Unification of Methods and Functions

David MacQuigg dmq at gain.com
Sat May 22 13:46:31 EDT 2004


On Thu, 13 May 2004 10:56:58 -0400, "Terry Reedy" <tjreedy at udel.edu>
wrote:

>"Antoon Pardon" <apardon at forel.vub.ac.be> wrote in message
>news:slrnca6d58.1i9.apardon at trout.vub.ac.be...
>> One could argue that all forms of methods and functions are unified.
>> It is just that python does some magic so that the method you
>> access from an object is not the actual function but the curried
>> function with the object.
>
>My view is similar: in Python, a method is a dressed up (wrapped) function.
>'Unification of methods and functions' reads to me like 'unification of
>dressed-up bodies and naked bodies'.  What would that mean?  One thing I
>like about Python is that there is only function-body syntax and not a
>separate, slightly different method-body syntax.  To me, having only one
>type of code body *is* unification.  So it is hard for me to see what is
>being proposed.  Introducing a syntax like '.var' that would only be
>meaningful in a method and not a function would be dis-unification.

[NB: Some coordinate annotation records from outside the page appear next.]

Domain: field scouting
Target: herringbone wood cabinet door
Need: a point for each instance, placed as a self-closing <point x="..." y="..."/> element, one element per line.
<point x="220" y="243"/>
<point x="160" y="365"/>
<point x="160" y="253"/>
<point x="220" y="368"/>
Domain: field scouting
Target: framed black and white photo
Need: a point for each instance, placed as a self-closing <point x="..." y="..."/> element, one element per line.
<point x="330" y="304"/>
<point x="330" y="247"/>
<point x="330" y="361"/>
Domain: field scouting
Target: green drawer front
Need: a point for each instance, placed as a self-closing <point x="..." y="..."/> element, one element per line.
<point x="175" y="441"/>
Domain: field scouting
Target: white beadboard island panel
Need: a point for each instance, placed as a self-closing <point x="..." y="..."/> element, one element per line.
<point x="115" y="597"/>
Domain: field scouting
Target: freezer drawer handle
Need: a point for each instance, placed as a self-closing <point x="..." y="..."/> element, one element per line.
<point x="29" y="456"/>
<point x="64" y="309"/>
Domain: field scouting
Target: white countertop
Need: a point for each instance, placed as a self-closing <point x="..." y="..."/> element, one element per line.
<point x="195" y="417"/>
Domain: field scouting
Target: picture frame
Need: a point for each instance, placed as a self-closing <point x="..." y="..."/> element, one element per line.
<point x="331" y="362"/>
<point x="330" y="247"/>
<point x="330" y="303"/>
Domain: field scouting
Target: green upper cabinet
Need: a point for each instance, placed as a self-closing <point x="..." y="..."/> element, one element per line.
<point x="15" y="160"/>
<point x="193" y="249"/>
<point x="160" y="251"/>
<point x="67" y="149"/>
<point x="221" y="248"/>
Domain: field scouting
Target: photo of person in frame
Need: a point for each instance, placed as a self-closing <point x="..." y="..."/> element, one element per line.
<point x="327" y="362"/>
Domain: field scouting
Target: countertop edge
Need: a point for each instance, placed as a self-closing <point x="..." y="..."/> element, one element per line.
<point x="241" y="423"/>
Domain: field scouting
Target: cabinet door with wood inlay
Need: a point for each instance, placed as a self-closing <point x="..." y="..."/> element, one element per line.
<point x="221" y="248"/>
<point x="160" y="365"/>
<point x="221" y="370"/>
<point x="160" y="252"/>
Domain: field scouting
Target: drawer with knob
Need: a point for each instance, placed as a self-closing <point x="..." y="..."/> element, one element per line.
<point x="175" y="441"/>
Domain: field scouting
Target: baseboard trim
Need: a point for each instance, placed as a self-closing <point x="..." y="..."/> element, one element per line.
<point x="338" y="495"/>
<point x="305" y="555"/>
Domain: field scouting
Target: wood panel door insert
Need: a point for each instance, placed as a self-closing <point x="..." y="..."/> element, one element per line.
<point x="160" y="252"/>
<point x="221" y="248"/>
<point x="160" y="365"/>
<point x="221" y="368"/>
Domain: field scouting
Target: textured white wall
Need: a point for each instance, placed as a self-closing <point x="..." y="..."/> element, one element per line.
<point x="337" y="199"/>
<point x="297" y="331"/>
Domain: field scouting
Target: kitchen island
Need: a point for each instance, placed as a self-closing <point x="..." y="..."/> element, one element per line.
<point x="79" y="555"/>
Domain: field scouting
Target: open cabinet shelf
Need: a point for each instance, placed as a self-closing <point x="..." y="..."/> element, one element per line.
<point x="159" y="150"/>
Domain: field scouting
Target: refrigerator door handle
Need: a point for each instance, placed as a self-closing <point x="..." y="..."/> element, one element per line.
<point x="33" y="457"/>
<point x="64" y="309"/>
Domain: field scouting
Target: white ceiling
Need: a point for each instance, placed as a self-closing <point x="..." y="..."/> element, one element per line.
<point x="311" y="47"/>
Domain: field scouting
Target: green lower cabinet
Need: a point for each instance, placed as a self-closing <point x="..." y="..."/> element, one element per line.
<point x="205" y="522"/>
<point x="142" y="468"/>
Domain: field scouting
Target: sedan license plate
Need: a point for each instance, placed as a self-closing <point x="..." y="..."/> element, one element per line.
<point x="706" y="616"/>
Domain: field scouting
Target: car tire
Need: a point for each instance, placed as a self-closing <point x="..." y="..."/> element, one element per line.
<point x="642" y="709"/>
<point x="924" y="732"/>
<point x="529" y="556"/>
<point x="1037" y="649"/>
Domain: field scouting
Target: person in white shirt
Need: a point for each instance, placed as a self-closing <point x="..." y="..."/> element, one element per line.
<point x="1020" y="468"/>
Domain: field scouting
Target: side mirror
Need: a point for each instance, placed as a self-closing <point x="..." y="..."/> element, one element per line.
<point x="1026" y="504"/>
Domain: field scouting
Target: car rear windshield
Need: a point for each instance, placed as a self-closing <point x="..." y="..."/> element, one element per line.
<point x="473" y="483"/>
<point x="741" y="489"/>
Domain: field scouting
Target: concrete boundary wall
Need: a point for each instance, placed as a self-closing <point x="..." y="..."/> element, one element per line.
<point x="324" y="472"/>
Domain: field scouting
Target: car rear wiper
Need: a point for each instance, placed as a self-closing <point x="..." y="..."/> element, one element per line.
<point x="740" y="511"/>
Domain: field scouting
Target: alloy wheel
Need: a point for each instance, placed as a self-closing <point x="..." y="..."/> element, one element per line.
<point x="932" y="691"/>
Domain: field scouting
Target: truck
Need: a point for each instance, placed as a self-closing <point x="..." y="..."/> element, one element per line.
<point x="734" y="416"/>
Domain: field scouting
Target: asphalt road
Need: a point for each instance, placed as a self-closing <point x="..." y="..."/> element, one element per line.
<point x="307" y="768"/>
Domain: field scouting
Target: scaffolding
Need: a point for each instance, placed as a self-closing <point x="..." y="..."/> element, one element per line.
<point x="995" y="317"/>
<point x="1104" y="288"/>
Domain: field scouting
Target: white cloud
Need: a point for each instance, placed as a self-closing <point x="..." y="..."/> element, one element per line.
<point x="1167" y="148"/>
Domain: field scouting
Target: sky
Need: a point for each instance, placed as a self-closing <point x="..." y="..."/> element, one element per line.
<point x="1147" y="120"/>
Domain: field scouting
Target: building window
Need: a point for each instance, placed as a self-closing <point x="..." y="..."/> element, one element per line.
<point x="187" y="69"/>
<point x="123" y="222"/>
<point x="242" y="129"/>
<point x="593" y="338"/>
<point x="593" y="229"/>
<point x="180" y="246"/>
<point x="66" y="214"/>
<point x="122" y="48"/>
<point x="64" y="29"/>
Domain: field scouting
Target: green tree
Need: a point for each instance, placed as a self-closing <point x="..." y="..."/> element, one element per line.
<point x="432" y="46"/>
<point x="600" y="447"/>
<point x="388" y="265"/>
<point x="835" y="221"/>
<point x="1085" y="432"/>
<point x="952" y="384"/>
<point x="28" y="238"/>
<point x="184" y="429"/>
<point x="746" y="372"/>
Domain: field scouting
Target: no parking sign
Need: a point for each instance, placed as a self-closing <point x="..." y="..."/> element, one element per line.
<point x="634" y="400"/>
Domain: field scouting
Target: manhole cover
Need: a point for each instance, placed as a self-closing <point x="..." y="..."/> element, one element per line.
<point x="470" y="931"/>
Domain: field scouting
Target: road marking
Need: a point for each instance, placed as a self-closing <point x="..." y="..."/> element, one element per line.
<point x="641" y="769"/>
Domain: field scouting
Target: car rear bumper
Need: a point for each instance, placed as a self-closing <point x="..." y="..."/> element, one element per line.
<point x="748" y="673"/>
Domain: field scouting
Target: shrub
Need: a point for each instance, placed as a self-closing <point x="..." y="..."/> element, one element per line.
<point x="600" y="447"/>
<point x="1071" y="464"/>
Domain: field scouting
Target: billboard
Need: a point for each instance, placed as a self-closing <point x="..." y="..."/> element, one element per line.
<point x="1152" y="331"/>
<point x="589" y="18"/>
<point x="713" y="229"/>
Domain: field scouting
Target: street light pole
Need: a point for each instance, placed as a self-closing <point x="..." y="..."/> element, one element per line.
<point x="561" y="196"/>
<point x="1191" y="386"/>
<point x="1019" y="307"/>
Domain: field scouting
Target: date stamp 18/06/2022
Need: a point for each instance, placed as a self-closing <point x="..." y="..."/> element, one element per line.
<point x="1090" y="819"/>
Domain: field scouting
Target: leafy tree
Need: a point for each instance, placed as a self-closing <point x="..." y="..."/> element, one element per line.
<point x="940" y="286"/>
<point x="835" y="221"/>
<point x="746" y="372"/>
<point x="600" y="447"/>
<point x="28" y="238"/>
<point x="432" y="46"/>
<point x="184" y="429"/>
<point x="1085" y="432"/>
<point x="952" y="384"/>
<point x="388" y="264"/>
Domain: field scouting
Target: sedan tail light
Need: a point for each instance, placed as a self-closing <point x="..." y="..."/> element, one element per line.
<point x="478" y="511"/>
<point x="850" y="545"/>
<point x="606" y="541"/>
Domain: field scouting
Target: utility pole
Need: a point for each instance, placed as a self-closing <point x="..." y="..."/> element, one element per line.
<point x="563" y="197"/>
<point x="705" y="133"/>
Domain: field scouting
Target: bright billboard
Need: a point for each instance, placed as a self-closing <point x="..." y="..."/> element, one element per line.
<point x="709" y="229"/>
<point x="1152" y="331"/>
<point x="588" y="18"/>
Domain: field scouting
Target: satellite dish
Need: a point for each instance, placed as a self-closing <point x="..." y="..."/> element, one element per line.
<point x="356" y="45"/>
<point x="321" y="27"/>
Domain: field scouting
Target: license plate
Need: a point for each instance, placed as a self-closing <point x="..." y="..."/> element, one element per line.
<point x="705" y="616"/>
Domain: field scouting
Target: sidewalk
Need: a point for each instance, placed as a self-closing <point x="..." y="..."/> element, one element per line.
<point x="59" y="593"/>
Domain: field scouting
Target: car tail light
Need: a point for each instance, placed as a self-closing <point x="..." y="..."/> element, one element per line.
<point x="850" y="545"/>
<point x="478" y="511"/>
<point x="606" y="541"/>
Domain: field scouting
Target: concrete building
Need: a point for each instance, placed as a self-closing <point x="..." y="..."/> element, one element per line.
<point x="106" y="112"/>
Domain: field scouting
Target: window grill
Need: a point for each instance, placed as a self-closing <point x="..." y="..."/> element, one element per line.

There seems to be a lot of misunderstanding on the question of "magic"
in Python's method binding syntax vs the proposed syntax.  I see
students having difficulty learning the current syntax.  Python
experts say its real easy, and point to the explicit "self" as an
advantage of the current syntax, vs the "magic" of setting a global
__self__ variable.  All of this is missing the problem.

If Python were consistent, and *always* used a special first argument,
there wouldn't be a problem.  The magic first argument would be no
more difficult than magically setting a global variable.  The problem
is that some methods require a magic first argument, and others
require that it *not* be there.  In one case you call cat1.talk() and
in another it is Cat.talk(cat1).  I know this is not terribly
difficult to understand -- one is a bound method, the other unbound.
Still it is a problem for beginners, and it leads to unecessary
complexities like static methods.

The recent discussion on "Method binding confusion" 5/2/04 shows that
even experts can get confused.  Here is the example, reduced to its
simplest terms:

import math

def mypow(x, y):
      return x**y

class MathA:
   pow = math.pow

class MathB:
   pow = mypow

ma = MathA()
mb = MathB()

print ma.pow(2,4) #=>
16.0
print mb.pow(2,4) #=>
# TypeError: mypow() takes exactly 2 arguments (3 given)

How would you explain this to non-CIS students in a class on circuit
design, where there is very little time to discuss programming?